The interview has also led students at the University of Huddersfield to call for Prince Andrew to resign as chancellor. The student union has already won support for a motion that says students “should not be represented by a man with ties to organized child sexual exploitation and assault.” University officials gave the Prince their full backing Monday.
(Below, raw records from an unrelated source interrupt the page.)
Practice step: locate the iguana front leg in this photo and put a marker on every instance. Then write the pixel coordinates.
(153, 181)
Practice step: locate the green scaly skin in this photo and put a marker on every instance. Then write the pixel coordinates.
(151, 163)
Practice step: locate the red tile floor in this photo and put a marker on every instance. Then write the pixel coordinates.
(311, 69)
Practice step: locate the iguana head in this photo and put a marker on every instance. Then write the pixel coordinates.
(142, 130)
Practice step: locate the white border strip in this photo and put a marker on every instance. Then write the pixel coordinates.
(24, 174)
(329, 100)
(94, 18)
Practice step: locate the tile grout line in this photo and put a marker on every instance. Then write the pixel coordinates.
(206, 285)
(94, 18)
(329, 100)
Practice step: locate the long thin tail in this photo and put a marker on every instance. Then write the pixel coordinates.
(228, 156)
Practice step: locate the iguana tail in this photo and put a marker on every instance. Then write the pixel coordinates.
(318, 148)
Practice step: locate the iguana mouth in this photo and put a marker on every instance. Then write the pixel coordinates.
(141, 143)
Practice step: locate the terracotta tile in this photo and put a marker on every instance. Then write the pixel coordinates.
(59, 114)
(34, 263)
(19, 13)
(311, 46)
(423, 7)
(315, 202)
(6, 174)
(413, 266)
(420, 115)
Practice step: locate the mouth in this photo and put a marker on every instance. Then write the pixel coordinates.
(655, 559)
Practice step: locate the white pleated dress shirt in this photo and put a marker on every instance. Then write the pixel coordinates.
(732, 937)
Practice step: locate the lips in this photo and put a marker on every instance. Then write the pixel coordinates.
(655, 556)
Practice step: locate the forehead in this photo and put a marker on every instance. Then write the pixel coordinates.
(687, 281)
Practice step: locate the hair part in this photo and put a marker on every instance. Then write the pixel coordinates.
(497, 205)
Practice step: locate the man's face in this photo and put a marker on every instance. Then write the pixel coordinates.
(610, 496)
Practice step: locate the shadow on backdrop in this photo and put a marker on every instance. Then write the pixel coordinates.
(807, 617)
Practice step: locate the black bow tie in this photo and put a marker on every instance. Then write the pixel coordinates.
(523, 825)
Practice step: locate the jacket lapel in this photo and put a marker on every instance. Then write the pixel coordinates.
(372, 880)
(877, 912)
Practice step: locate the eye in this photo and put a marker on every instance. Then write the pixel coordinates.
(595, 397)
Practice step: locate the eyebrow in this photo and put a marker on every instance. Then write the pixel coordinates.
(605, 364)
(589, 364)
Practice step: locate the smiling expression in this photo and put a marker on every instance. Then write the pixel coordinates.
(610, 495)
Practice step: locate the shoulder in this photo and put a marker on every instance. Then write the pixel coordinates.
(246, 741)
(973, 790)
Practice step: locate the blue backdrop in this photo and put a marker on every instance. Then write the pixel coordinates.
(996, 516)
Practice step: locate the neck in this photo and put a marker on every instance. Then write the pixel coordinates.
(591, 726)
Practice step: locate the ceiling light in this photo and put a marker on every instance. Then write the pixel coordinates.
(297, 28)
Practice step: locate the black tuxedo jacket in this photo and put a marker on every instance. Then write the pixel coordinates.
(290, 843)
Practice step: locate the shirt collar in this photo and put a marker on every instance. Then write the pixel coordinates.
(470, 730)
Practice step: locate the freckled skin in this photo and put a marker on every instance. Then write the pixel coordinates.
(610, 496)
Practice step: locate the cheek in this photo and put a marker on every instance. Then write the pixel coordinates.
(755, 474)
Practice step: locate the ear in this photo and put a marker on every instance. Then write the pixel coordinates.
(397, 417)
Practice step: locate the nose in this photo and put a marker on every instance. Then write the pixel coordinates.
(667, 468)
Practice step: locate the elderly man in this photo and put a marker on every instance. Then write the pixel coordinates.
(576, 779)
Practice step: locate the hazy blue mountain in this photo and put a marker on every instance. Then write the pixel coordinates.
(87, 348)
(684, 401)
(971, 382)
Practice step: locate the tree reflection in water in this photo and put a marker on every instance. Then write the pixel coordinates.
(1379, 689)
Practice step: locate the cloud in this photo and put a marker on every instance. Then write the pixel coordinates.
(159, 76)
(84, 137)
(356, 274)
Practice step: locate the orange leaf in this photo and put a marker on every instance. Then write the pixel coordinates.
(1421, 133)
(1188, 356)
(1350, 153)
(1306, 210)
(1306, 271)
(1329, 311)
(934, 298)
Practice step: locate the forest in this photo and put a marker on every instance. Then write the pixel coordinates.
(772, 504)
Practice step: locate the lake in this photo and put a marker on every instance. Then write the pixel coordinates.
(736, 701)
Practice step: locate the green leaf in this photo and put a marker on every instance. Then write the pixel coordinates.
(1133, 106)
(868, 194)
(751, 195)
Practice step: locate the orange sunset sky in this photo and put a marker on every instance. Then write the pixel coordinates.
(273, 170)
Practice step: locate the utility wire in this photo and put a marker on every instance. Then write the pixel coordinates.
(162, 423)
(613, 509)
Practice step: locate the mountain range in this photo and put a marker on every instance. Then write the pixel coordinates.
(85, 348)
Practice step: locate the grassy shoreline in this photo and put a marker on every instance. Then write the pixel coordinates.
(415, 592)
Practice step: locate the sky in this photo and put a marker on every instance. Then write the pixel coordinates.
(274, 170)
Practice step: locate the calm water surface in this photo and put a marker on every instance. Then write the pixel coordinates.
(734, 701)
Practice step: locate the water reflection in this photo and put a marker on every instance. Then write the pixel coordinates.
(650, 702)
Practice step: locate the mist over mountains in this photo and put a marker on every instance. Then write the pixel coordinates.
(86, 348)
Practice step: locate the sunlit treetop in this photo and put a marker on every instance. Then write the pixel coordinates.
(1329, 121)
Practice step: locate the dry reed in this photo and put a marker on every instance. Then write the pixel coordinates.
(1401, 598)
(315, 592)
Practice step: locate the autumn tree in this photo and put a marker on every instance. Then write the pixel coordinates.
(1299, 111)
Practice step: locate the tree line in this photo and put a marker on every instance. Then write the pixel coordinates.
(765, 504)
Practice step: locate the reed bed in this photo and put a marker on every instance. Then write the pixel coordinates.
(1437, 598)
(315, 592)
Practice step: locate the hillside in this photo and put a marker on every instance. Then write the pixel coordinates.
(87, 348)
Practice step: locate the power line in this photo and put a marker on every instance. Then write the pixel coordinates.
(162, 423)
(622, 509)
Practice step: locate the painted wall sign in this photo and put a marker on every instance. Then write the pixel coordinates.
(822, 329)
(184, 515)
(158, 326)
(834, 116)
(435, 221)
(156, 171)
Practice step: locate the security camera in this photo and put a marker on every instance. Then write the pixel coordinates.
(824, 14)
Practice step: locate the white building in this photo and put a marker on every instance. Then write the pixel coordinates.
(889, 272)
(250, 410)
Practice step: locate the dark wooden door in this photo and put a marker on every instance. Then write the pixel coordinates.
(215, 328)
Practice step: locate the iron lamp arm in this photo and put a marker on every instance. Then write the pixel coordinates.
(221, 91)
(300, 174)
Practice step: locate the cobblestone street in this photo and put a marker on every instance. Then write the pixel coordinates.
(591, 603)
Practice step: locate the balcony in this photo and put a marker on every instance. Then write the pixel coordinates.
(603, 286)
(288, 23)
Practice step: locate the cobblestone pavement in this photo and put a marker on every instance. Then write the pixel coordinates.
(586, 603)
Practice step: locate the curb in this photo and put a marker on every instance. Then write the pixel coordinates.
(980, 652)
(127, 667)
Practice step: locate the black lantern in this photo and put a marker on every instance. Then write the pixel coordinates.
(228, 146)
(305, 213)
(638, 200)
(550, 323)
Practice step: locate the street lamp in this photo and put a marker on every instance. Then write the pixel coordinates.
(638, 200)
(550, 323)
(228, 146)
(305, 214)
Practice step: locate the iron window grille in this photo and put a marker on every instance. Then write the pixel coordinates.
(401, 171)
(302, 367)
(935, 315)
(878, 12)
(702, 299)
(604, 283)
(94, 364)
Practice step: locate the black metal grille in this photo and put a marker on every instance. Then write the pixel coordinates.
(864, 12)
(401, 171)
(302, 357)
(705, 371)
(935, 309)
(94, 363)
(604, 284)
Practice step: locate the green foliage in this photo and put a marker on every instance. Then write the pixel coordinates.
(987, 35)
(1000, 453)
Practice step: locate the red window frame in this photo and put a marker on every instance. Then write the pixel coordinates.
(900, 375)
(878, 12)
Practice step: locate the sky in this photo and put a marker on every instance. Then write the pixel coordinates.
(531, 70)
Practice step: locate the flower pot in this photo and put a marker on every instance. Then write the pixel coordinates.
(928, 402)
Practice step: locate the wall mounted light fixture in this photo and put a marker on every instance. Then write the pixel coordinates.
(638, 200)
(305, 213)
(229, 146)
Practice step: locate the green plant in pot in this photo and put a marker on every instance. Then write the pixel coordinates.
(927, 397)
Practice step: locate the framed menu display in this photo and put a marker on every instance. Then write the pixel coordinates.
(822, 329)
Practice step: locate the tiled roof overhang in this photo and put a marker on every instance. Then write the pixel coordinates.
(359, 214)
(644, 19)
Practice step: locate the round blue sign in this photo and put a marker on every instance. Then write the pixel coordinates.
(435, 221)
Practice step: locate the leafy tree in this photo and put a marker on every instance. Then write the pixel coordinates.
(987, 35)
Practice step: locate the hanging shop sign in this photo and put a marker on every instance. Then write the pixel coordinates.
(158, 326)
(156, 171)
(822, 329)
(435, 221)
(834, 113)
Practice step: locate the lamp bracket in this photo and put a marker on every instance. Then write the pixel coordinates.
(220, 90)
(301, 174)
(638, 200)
There’s also growing pressure on Prince Andrew to testify under oath about his relationship with Mr. Epstein and Ms. Maxwell, the daughter of British publisher Robert Maxwell, who died in 1991. Mr. Epstein died in his jail cell last summer while awaiting trial on charges of sex trafficking dozens of underaged girls at his homes in New York, Florida and the U.S. Virgin Islands. Ms. Maxwell is under police investigation for allegedly grooming girls. On Saturday, Prince Andrew said he’d met Mr. Epstein through Ms. Maxwell, having known her for years.

Spencer Kulvin, a U.S. lawyer who represents some of Mr. Epstein’s alleged victims, said the Prince should come forward to help the investigation. "I don’t think there’s any way that a man who’s been to all three of Mr. Epstein’s homes could avoid seeing what was going on in those homes, with people going in and out and young girls being shuttled in and out of those homes,” Mr. Kulvin told the BBC.

Prince Andrew said during the interview that he was “like everybody else” and would have to take legal advice first. “In the right circumstances, yes I would [testify] because I think there’s just as much closure for me as there is for everybody else, and undoubtedly some very strange and unpleasant activities have been going on,” he added.